Der Journa­list und Sozio­loge Jürgen Kaube, Mitheraus­geber der FAZ, veröffent­lichte 2022 das Buch »Die gespal­tene Gesell­schaft« und sprach darüber am 12. November 2022 mit dem WDR3 »Mosaik«. Darin bestä­tigt er meine Sicht­weise auf Paral­lel­ge­sell­schaften: Wenn die Migran­ten­viertel in Essen-Katern­berg Paral­lel­ge­sell­schaften sein sollen, dann sind auch die Villen­viertel in Essen-Bredeney Parallelgesell­schaften.

Die »Migran­ten­viertel« haben in der Regel weiterhin eine Mehrheit von Einge­bo­renen. Sie sind ethnisch alles andere als homogen, sondern umfassen oft Dutzende von unter­schied­li­chen kultu­rellen Hinter­gründen, die nur durch den Sehschlitz einer deutsch­na­tional-rassis­ti­schen Ritter­rüs­tung betrachtet wie eine einheit­liche »Auslän­der­masse« erscheinen. Wichtig auch: Viele Menschen mit Migra­ti­ons­hin­ter­grund versu­chen, die Wohnviertel ihrer Kindheit zu verlassen. Die Separie­rung nach Herkünften wird also ständig wieder aufge­hoben.

Ein Amazon-Rezen­sent meines Buches fand mein Antidogma über Paral­lel­ge­sell­schaften beson­ders absurd und verwies als Begrün­dung auf »Ehren­morde«. Er übersah, dass Morde in Essen-Katern­berg ähnlich selten sind wie in Essen-Bredeney oder ‑Rütten­scheid.
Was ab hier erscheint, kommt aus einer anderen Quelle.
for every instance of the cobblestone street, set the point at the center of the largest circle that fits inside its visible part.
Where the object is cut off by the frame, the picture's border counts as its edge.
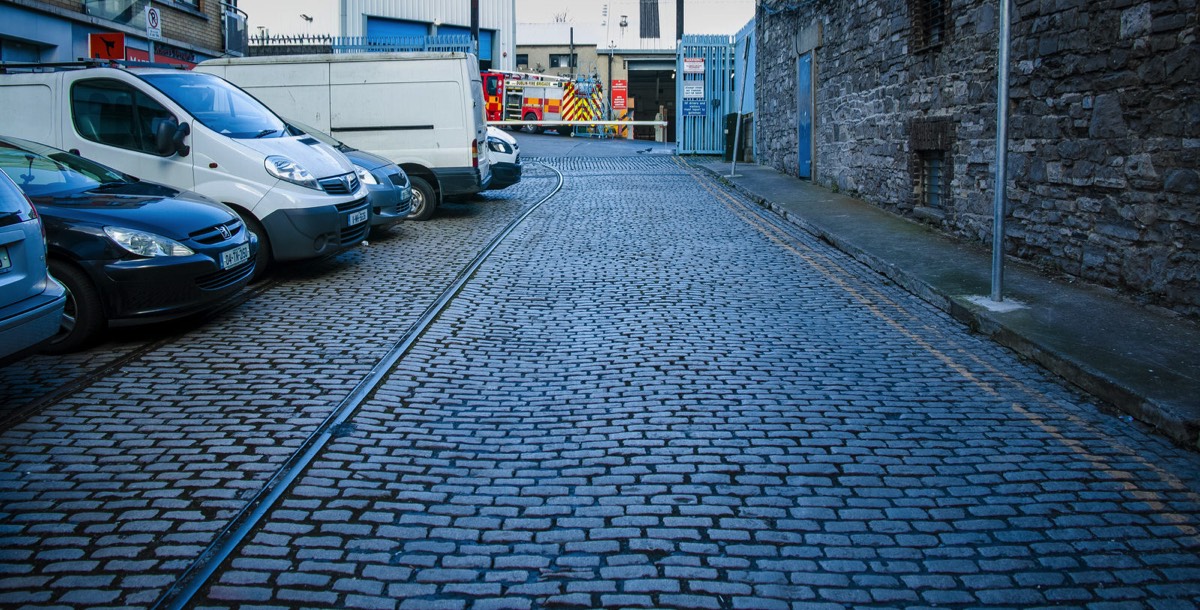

Wenn doch mal einer passiert, dann heißt er in Katern­berg »Ehren­mord«, in Bredeney oder Rütten­scheid »Famili­en­drama«. Gemeint ist jeweils das gleiche: Ein in seiner grenzen­losen Eitel­keit gekränkter Mann hat die Frau getötet, die ihn gekränkt hat. Dieses Muster hat wenig mit Religion und Natio­na­li­täten und viel mit dem omniprä­senten Patri­ar­chat zu tun.

Das Gute an den vielen Strei­te­reien in einer Gesell­schaft ist, so Kaube, dass die Fronten nicht parallel verlaufen, sondern sich ständig kreuzen: Wer im Streit ums Impfen mein Gegner ist, ist im Streit um Atomkraft vielleicht mein Verbün­deter. Dazu kommen Hunderte von Streit­themen, die sich gar nicht politi­sieren oder ideolo­gi­sieren lassen. Deshalb halten wir, sagt Kaube, gerade im Streiten zusammen, zumin­dest so lange wir bestimmte insti­tu­tio­nelle Formen wie Wahler­geb­nisse, Parla­ments­be­schlüsse und Gerichts­ur­teile respek­tieren.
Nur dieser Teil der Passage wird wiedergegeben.